Once upon a time long, long ago I worked for my living. In an office. For a major corporation. We began work at 8 a.m. and finished at 5 p.m. Not 4:30 or 4:45. Five. We had a 15 minute coffee break in the morning and another in the afternoon. Staggered with other employees so the office was always manned. Lunch was one hour. Period. Personal calls were discouraged; if the privilege was abused we heard about it. Computers were unheard of except for huge mainframes doing work that had nothing to do with mine. As I said. A loooong time ago!
Today I read where the TSA is to block "controversial opinion" on the web. It's a very misleading headline. Actually they're planning on blocking access of certain types of websites on agency computers.
Shouldn't it be standard procedure in every office of every company in the nation? Of course Facebook, Twitter and blogs would suffer, but productivity might improve. What a novel idea.
Just what is meant by "controversial opinion" isn't clear, but the other categories make a lot of sense. Chat and messaging, criminal activity, extreme violence including cartoons, gruesome content and gaming. They neglected to include a real biggie. Porn.
I blurk a local newspaper's blog and am always amazed at how many of the participants making comments are people who are at work. Sometimes the conversations are quite lengthy. These people are being paid for what?
If one wants to Twitter away their time during their own hours, fine. Heaven knows I do enough of it myself regardless of the constant nagging from Hub to get a life. He's right. I'm trying to cut back. Especially on Facebook but I'm not doing too well. No one is paying me for my time that should be spent on other activity, however.
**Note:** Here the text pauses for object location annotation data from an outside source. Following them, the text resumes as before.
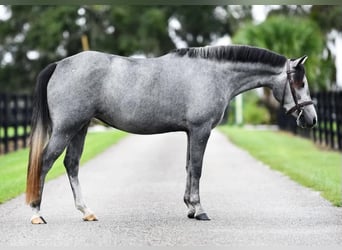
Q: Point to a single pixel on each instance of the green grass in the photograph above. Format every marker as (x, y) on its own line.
(298, 158)
(13, 166)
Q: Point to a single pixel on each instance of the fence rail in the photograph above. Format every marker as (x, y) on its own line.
(328, 132)
(15, 116)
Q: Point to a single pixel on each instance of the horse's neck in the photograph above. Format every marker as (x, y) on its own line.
(248, 76)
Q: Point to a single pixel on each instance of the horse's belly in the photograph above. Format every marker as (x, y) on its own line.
(145, 122)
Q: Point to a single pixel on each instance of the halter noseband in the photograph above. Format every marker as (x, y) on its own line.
(298, 106)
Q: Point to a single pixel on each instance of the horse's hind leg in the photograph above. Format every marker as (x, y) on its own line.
(71, 162)
(53, 150)
(198, 138)
(191, 209)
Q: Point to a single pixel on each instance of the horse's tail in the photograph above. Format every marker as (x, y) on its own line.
(40, 128)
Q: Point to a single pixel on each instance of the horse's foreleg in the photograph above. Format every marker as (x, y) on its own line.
(191, 209)
(197, 144)
(71, 162)
(53, 150)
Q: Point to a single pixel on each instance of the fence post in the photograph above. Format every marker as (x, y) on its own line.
(338, 103)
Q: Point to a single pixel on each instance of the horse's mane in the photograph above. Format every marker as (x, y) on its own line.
(234, 53)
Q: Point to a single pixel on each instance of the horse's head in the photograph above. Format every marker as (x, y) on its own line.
(294, 95)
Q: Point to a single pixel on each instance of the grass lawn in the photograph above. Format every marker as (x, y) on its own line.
(298, 158)
(13, 166)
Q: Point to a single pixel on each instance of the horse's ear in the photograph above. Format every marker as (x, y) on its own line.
(299, 61)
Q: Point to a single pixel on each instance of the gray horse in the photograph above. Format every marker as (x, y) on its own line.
(185, 90)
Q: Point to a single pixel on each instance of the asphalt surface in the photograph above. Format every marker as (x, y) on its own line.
(136, 189)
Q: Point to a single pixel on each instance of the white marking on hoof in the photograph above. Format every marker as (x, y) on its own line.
(90, 217)
(37, 219)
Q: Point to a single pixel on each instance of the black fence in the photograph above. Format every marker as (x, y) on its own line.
(328, 132)
(15, 117)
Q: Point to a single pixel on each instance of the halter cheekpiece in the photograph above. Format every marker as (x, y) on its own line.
(298, 106)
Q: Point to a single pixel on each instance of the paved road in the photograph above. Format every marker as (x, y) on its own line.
(136, 189)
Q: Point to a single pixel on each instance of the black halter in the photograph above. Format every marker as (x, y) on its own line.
(298, 106)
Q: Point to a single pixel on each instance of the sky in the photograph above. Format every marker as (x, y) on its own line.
(259, 13)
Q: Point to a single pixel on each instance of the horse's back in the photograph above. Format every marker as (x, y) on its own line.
(137, 95)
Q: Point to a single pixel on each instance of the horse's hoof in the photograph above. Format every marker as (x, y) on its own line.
(38, 220)
(90, 217)
(203, 216)
(191, 214)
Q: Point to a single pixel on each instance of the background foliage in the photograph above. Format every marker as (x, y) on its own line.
(33, 36)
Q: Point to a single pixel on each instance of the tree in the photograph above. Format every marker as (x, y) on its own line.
(50, 33)
(292, 37)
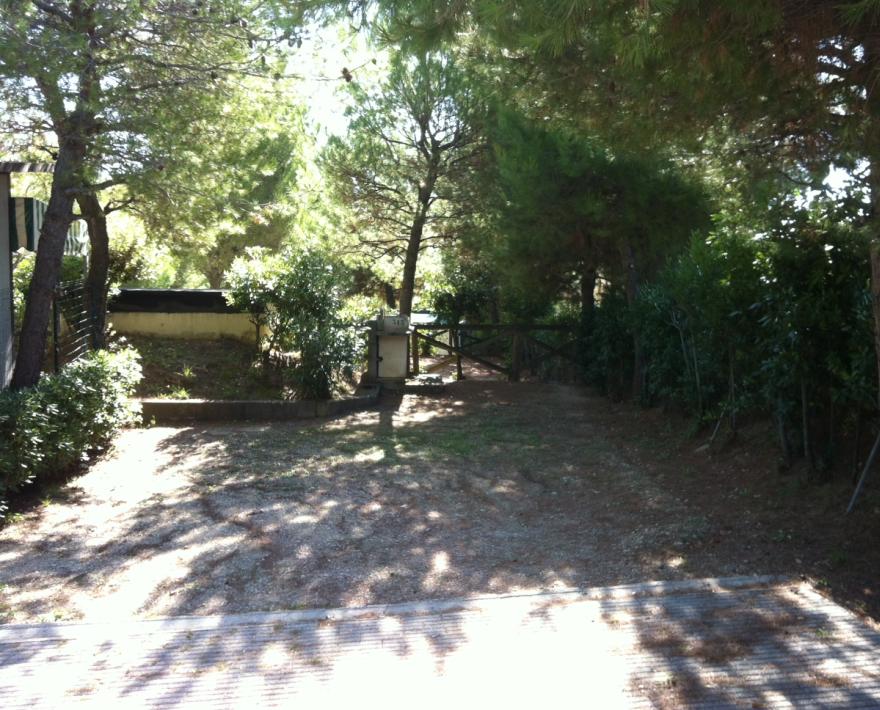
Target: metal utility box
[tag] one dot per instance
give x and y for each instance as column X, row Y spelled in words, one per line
column 388, row 349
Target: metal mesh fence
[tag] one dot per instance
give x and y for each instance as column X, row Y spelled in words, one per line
column 73, row 326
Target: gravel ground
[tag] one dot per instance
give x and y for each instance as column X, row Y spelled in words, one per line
column 490, row 488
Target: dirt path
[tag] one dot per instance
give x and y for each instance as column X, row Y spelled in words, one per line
column 490, row 488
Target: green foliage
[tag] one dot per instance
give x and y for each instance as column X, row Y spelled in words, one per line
column 776, row 321
column 404, row 170
column 571, row 207
column 469, row 291
column 22, row 272
column 230, row 187
column 297, row 299
column 46, row 429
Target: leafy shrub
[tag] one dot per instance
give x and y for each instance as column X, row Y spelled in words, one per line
column 296, row 299
column 48, row 428
column 774, row 320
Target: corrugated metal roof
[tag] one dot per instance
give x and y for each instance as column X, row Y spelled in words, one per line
column 18, row 167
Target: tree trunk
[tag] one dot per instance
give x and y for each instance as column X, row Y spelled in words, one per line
column 632, row 292
column 413, row 246
column 875, row 283
column 99, row 264
column 588, row 296
column 47, row 268
column 414, row 243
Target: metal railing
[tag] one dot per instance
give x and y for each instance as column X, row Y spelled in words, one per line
column 73, row 328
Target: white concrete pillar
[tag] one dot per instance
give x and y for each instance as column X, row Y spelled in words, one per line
column 6, row 325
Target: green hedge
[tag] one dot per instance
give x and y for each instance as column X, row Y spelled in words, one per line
column 46, row 429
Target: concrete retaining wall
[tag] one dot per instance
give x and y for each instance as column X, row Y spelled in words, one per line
column 162, row 411
column 205, row 326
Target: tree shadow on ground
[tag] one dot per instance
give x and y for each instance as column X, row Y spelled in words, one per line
column 490, row 489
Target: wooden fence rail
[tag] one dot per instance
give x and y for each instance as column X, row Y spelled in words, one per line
column 464, row 340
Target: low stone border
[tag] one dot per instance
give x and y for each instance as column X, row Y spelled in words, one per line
column 163, row 411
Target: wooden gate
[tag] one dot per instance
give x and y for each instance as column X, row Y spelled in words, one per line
column 473, row 340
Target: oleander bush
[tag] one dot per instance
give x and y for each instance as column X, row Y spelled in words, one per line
column 47, row 429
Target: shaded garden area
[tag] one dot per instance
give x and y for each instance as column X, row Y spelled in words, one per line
column 491, row 488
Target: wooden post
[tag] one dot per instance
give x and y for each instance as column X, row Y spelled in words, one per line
column 415, row 352
column 6, row 317
column 515, row 356
column 56, row 331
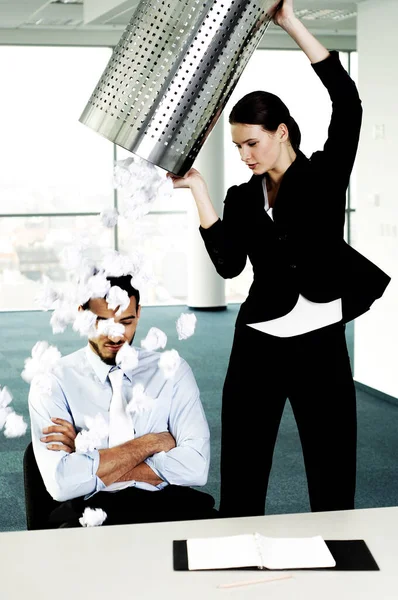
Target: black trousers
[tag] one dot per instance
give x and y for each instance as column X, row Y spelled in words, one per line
column 312, row 370
column 134, row 505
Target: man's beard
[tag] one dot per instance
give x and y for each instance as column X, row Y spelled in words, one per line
column 108, row 360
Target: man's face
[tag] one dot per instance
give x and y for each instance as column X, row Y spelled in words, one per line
column 107, row 347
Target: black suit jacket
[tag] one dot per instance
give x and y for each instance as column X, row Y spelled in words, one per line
column 301, row 251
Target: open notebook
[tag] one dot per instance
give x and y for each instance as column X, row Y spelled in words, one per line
column 256, row 550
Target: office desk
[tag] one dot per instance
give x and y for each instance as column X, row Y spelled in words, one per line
column 135, row 561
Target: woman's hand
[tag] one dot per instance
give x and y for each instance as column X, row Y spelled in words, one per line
column 189, row 180
column 284, row 14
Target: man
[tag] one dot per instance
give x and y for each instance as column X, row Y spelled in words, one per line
column 144, row 479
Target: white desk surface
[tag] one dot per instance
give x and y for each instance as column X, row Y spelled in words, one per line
column 135, row 561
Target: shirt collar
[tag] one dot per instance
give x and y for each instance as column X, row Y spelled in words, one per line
column 100, row 368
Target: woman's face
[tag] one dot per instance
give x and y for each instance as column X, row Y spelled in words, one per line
column 260, row 150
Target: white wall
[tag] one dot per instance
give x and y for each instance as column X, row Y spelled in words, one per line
column 376, row 333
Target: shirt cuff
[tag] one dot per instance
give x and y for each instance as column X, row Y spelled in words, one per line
column 156, row 463
column 99, row 484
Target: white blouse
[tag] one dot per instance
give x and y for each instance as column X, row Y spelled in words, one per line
column 306, row 316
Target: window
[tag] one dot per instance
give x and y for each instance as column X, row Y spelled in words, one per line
column 56, row 174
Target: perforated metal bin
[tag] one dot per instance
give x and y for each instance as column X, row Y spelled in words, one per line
column 171, row 74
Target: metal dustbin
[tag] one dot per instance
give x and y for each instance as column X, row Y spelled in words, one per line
column 172, row 73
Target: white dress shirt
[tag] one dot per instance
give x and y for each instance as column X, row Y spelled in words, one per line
column 306, row 316
column 81, row 387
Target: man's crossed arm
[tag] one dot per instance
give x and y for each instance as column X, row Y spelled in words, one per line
column 120, row 463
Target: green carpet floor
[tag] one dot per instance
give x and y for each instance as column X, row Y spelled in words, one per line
column 207, row 352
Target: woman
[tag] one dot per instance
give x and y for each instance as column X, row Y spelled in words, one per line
column 289, row 339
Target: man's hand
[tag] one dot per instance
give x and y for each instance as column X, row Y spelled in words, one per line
column 63, row 434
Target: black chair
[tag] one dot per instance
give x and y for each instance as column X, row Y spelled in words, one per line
column 38, row 502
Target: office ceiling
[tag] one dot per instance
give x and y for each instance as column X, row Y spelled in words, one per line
column 323, row 16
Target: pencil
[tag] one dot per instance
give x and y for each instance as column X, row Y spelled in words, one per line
column 253, row 581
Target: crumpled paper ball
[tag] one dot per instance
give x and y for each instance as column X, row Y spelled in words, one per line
column 15, row 426
column 185, row 325
column 109, row 217
column 127, row 357
column 117, row 297
column 140, row 402
column 92, row 517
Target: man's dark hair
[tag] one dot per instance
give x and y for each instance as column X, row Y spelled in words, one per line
column 124, row 282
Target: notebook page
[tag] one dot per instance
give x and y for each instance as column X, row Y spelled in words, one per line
column 295, row 553
column 223, row 552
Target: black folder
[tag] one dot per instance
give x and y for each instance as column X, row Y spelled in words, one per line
column 350, row 555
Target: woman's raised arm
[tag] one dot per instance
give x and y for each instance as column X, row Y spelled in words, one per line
column 287, row 20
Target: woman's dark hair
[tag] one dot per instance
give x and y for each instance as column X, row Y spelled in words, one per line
column 124, row 282
column 267, row 110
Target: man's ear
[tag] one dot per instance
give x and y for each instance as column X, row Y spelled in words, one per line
column 283, row 132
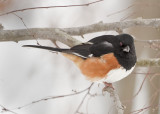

So to the TSA? Cheers! And to every other office that has similar restrictions. If it's too much to ask I'm sure there are some of the 14.6 unemployed who would be more than happy to take those jobs!
3 comments:
I, too, am always amazed at the number of people who seem to be at work while they are socializing, blogging, twittering, etc. When I worked in an office, we weren't allowed to be connected to the internet. Of course, with the advanced technology today, that isn't a problem for people who apparently don't have enough real work to do.
I could not agree more with the two of you.... and to take it a step further... I blows my mind...when such employee, has a fit, if an employer sees what the employee has written...
It is the company's computer...it s the company's time, it is the company's money.... so how does the employee think their emails and computer sites visited is confidential?
I just don't get it...
Every place I worked, I did company business only.... personal was done before or after or on lunch time...(we didn't have computers) but be it fooling around or personal calls.. it was ground to be fired when I worked.
I never had the time to fool around. I worked in media sales and on straight commission. If I wanted to make a good living, I had to stay busy calling on accounts.
It is sheer nonsense to think people can use company time for their frittering around. No wonder the US is far behind all other nations in productivity.